I also notice you have the pop-out cable anchored down on the #8 head stud. You will have to remove the nut. After you have removed the nut and cable very quickly re-install the nut with the clamp and torque it down to 55 ft. lbs. or you will likely allow the head to warp and end up with water down in the oil pan. With the distributor removed, definitely replace the condenser with a quality one from Bratton's, Snyder, or A&L. Check to see if the thin wire that connects the upper and lower plates is intact and not shorted out. This is a good time to give the distributor an overhaul and learn about the process. There is lots of good information available. It may need new bushings and a new shaft. Lots of things to look at that may be contributing to your ignition problem. I would also replace the heater manifold with the regular type as it will always be in the way and will be creating heat against the distributor as Glenn in Camino says. He could also tell you more about that #8 stud and water down into the oil pan. Tom Endy |
Re: Is this going to be as bad as I think? I didn't have any side play in the distributor. Oil did not appear to have any water in it. All the head nuts were checked in the last month to be 55 ft-lbs.
Full Disclosure History: When I got the car in November, it ran but did not check it beyond 5 mph as the brakes were bad. As this was not my first project car - I did what I normally do. Put it up on the jack stands and decided to spend time crawling underneath. First project was to rebuild the brakes, then fix the emergency brake system, then add seat belts. Then drive it - up until then, I would start it, let it idle and drive it only on the driveway until brakes worked. Then after brakes and seat belt, I took it for the first drive off the driveway and found it missed and backfired beyond 25 mph. Also, first full tank of gas revealed the gas gauge did not work and also leaked badly. Fixed the float and replaced cork gaskets. Then I found plugs improperly gapped and timing off. Checked head nut torque, all but one at 55 ft-lb, one at 45. Fixed that. Fixed plugs and points gap. New top speed 40 mph. Backfires, lack of power. Warm start - very bad and performance worse than cold. I've figured out how to start it, what settings work best on the GAV and timing so here it is 3 months after receiving it that I actually post on this forum what is going on to make sure it is not my own fault. Guess I have to begin to order distributor parts and exhaust manifold. I have access to a good support system here with the local Model A club and I also have a great machine shop I've worked with in the past (when I asked if they could help me with a Model A, their response - "we worked on Model A's when they were covered by warranty"). |
Re: Is this going to be as bad as I think?

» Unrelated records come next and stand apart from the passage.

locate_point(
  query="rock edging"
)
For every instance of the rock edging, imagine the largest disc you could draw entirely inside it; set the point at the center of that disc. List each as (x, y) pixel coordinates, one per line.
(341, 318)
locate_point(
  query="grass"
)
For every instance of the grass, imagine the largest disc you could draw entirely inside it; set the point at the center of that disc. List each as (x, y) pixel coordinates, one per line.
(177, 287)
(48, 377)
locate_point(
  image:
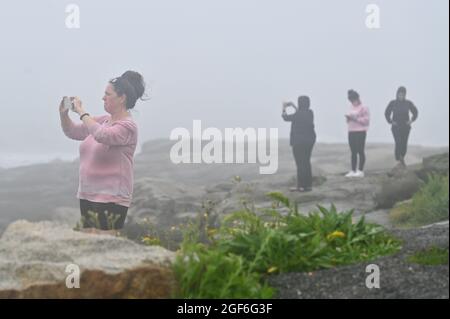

A cautionary note here: Many times the distributor will rust solid inside the head. This makes it difficult to remove without breaking the stem of the distributor. Then you get to pull the head.
If it is stuck, take special care with breaking it loose. Penetrating oil and a soft touch with working it out of the head. Been there, done that, remember some of it. |
Re: Is this going to be as bad as I think? Good point about the stuck distributor. A good tool is made to remove the stuck distributors and can be purchased from most or all of the Model A parts houses.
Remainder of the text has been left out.